People get wrapped up in themselves, don’t they? You see it a lot in this world as we have simply become busier than ever.
Work is demanding, home life never shuts down, and we still have relationships to maintain, whether platonic or romantic.
If hearing somebody scream from time to time about how their life is more hectic than yours, or how they have needs that are out of this world – the thought should arise that perhaps they’re struggling with juggling so much.
Before you try and tell me that this isn’t the same as the selfishness of narcissism – I am here to agree with you – and that’s my point! Truly, my point is – we all get lost in the matrix. It’s hard.
We say things we don’t mean. We snap, we judge, we complain, we yell; we’re tired.

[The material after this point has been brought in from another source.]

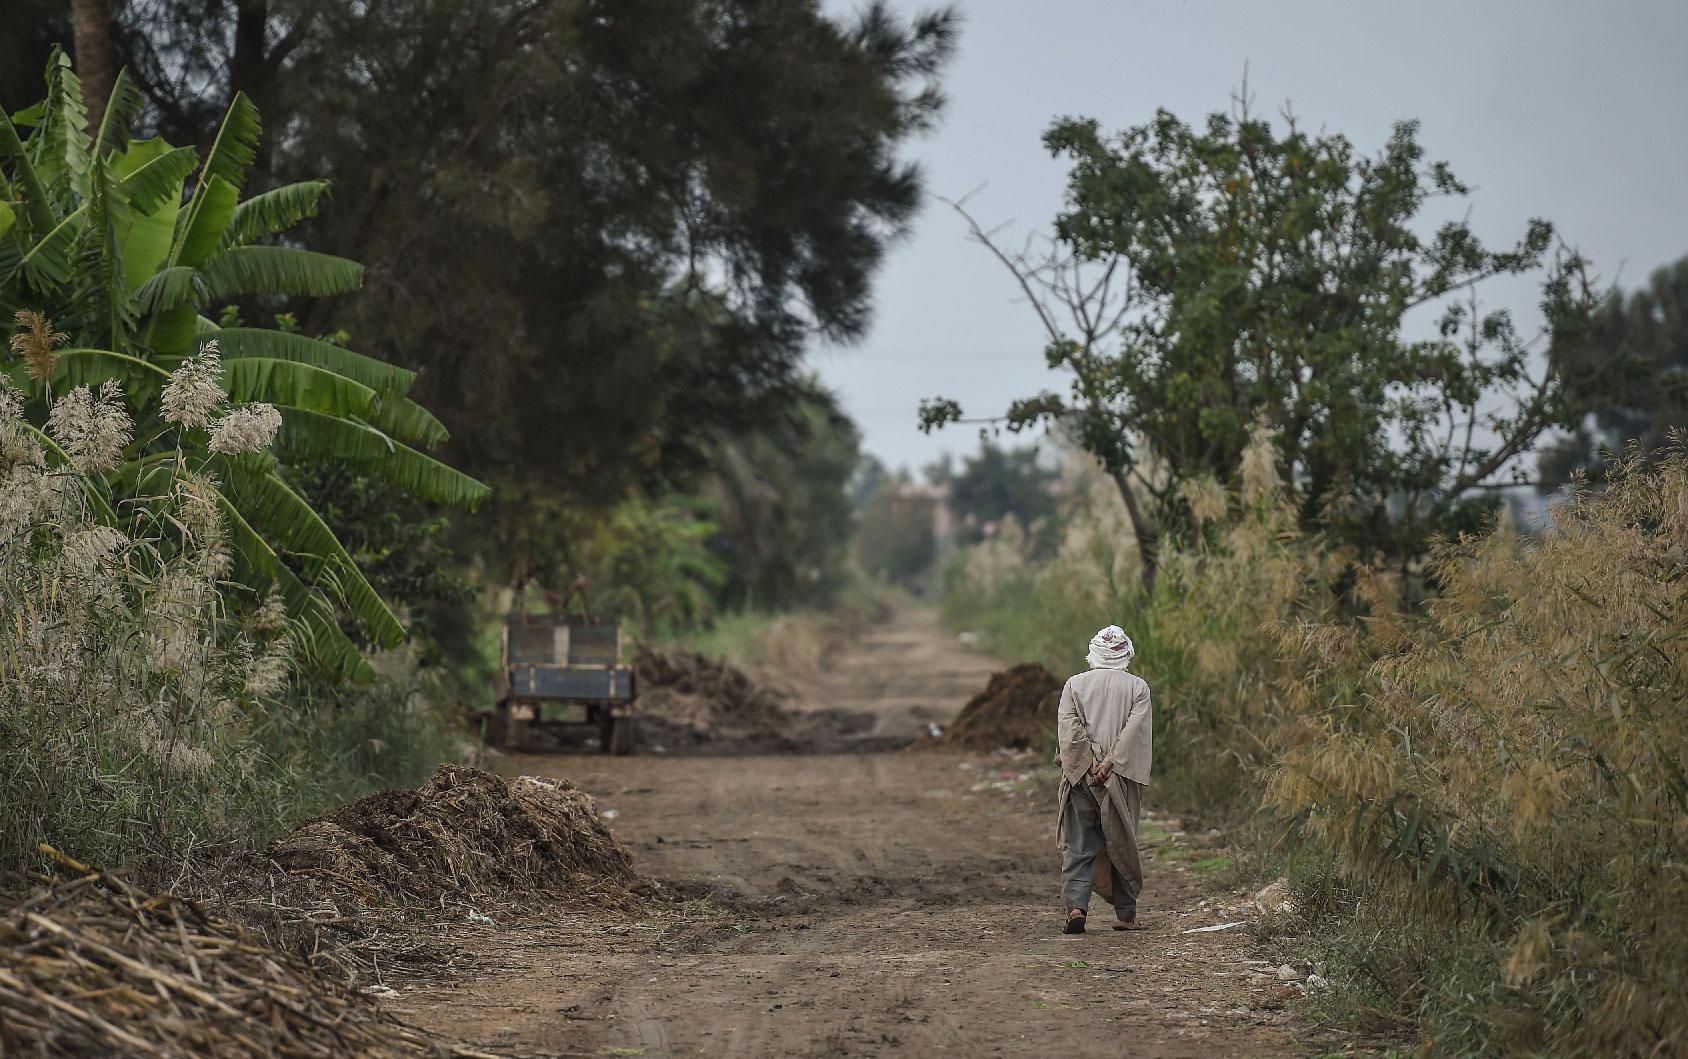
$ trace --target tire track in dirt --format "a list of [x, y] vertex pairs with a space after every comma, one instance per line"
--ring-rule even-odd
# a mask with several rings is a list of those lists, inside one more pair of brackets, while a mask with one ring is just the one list
[[[875, 736], [912, 735], [920, 713], [953, 713], [993, 668], [929, 612], [904, 611], [841, 652], [805, 700], [875, 713]], [[1246, 937], [1181, 933], [1216, 922], [1218, 902], [1178, 861], [1147, 865], [1151, 930], [1062, 935], [1053, 791], [981, 782], [1023, 765], [939, 752], [509, 764], [615, 810], [617, 837], [670, 896], [624, 920], [559, 911], [455, 932], [475, 977], [399, 1003], [485, 1046], [1143, 1059], [1331, 1047], [1291, 1021]]]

The difference between narcissism and non-narcissism is two things:
Remorse and apology. Both need to be sincere, and I truly mean that.
Both need to be meant.
#10 Gaslighting? Not Always Narcissism

Gaslighting is a term that we all use when we’re describing narcissism, but there is a level of frustration that can accompany phrases like:
I did not say that!
It might for instance, be a genuine thought from somebody that they forgot they said something.
Gaslighting is intentional, and the make up and fabrication of lies is sent to destroy victims on the receiving end.